= Ahmed Aw Dahir =

Ahmed Aw Dahir (Axmed Daahir Xaaji Xasan) was the mayor of Las Anod, the capital city in the Sool region of Somaliland, from 2007 to July 17, 2011.

==Mayor of Las Anod==
In October 2007, Las Anod, which had been effectively controlled by Puntland, was taken over by Somaliland forces.

In December 2007, Mayor Ahmed Dahir announced that the Las Anod city executive has begun collecting city taxes. He also denied the elders' claim that Somaliland's control of Las Anod was done without the consent of Ras Lnod elders. He also stated that the security situation in Las Anod is generally calm, but there are occasional shootings, which are being investigated.

In October 2008, Mayor Ahmed Dahir attends the 5th anniversary celebration of Nugaal University in Las Anod.

In June 2011, Ahmed Dahir was arrested by Somaliland police.

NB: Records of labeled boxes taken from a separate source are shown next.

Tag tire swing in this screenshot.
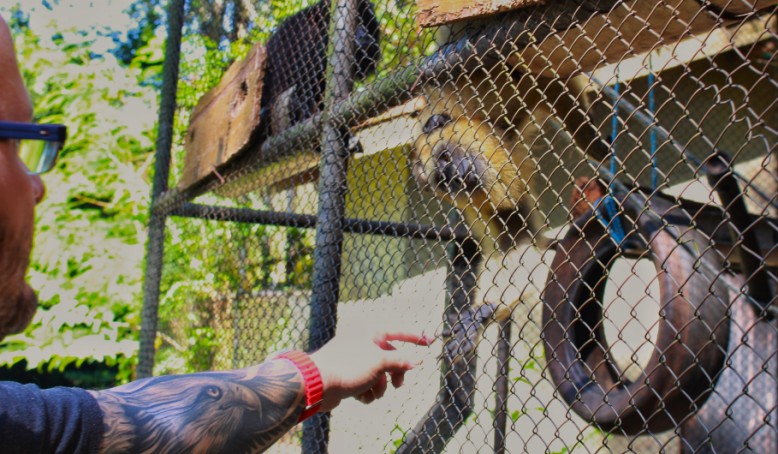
[542,193,729,435]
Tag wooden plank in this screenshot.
[178,44,265,189]
[416,0,553,27]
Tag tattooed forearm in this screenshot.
[92,360,305,453]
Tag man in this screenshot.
[0,18,432,453]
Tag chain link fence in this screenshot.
[139,0,778,453]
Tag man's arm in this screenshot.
[86,359,305,453]
[90,330,434,453]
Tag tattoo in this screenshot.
[92,361,305,453]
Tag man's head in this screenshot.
[0,18,44,339]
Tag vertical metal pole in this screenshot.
[137,0,185,378]
[303,0,357,453]
[494,317,512,454]
[396,218,483,454]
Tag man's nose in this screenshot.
[30,175,46,205]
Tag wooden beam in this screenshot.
[416,0,553,27]
[178,44,265,189]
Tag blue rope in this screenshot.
[648,55,659,189]
[594,73,625,245]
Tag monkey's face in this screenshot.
[411,113,526,215]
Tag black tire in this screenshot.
[543,199,730,435]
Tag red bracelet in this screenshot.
[276,350,324,423]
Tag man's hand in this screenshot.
[310,332,435,412]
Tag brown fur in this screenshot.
[411,63,607,358]
[411,66,607,253]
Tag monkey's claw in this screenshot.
[442,303,497,364]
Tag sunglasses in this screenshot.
[0,121,67,175]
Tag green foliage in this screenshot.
[0,7,157,380]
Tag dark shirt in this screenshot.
[0,382,103,453]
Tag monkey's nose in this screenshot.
[438,150,478,190]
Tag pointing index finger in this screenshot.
[373,331,435,350]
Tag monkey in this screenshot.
[410,49,608,359]
[261,0,381,136]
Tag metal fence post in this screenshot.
[137,0,185,378]
[303,0,357,453]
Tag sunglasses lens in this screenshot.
[19,140,62,174]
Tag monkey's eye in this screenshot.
[422,114,451,134]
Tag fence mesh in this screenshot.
[141,0,778,453]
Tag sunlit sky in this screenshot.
[0,0,133,52]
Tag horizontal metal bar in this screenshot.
[170,203,468,241]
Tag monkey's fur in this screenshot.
[262,0,381,135]
[411,64,608,358]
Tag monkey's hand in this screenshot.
[442,303,504,364]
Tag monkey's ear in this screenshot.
[422,114,452,134]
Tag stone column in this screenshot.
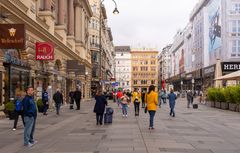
[75,6,81,42]
[58,0,65,25]
[68,0,74,36]
[44,0,52,11]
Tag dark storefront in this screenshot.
[3,49,30,102]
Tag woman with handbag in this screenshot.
[146,85,158,130]
[121,91,129,117]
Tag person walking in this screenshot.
[74,88,82,110]
[142,90,146,108]
[53,88,63,115]
[161,90,167,104]
[132,89,141,116]
[68,90,74,109]
[187,90,193,108]
[145,85,158,130]
[93,91,108,125]
[22,86,37,147]
[121,92,130,117]
[158,90,162,108]
[168,89,177,117]
[13,92,25,131]
[42,89,49,115]
[117,89,123,107]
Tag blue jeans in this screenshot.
[148,110,156,127]
[122,104,128,115]
[55,103,61,115]
[24,116,36,145]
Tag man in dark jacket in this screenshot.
[22,86,37,147]
[68,91,74,109]
[93,91,107,125]
[53,89,63,115]
[42,89,48,115]
[74,88,82,110]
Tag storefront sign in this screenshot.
[0,24,26,49]
[3,49,30,67]
[222,62,240,72]
[204,65,215,75]
[36,42,54,60]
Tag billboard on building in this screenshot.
[208,0,221,53]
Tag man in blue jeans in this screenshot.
[22,86,37,147]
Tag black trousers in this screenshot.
[134,102,140,116]
[13,111,25,129]
[75,99,81,110]
[96,113,103,125]
[70,98,74,109]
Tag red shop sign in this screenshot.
[36,42,54,60]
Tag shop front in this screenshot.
[3,49,31,102]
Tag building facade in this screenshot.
[158,45,172,89]
[115,46,132,90]
[89,0,115,95]
[131,48,158,91]
[166,0,240,90]
[0,0,92,109]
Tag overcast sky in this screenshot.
[104,0,198,50]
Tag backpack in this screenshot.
[15,99,23,112]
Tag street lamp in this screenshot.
[181,80,183,97]
[99,0,119,90]
[192,78,195,92]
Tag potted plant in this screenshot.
[37,99,43,113]
[5,102,15,120]
[226,86,239,111]
[207,88,216,107]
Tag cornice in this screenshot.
[1,0,84,59]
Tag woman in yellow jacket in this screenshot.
[132,89,141,116]
[145,85,158,130]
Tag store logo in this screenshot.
[36,42,54,60]
[8,28,17,37]
[0,24,26,49]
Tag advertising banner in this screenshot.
[208,0,221,53]
[36,42,54,60]
[0,24,26,49]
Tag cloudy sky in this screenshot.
[104,0,198,50]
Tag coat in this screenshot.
[93,95,107,114]
[168,93,177,108]
[132,91,141,102]
[145,91,158,111]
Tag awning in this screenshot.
[214,70,240,80]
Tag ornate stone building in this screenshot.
[0,0,92,109]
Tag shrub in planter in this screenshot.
[37,99,43,113]
[5,102,15,120]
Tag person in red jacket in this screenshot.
[117,89,123,107]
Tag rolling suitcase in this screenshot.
[104,107,113,124]
[193,104,198,109]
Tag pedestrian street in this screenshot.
[0,98,240,153]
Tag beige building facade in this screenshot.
[89,0,115,95]
[0,0,92,109]
[131,48,158,91]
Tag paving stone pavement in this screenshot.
[0,98,240,153]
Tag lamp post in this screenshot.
[99,0,119,90]
[181,80,183,97]
[192,78,195,93]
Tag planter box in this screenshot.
[221,102,229,110]
[229,103,237,111]
[211,101,215,107]
[215,102,221,109]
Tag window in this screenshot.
[235,3,240,12]
[231,40,240,57]
[133,80,137,84]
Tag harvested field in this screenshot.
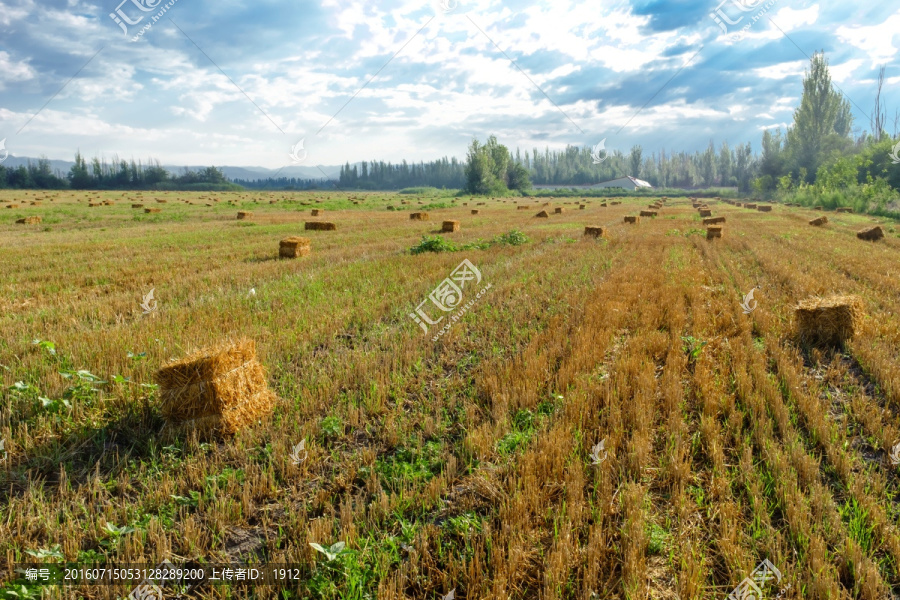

The arrest was ordered by the Sool Regional Commission, which includes the Director of Intelligence, Ahmed Abdi Habsade, who changed his affiliation from Puntland to Somaliland in 2007. However, Secretary Habsade did not disclose the reason for the arrest. According to other sources, Mayor Ahmed Dahir is also suspected of involvement in the shootings in Las Anod city and of meeting with leaders of the anti-Somaliland group HBM-SSC. Ahmed Dahir was the first person arrested in a series of shootings in Las Anod city. Ahmed Dahir was later released, but his mayoralty was dismissed.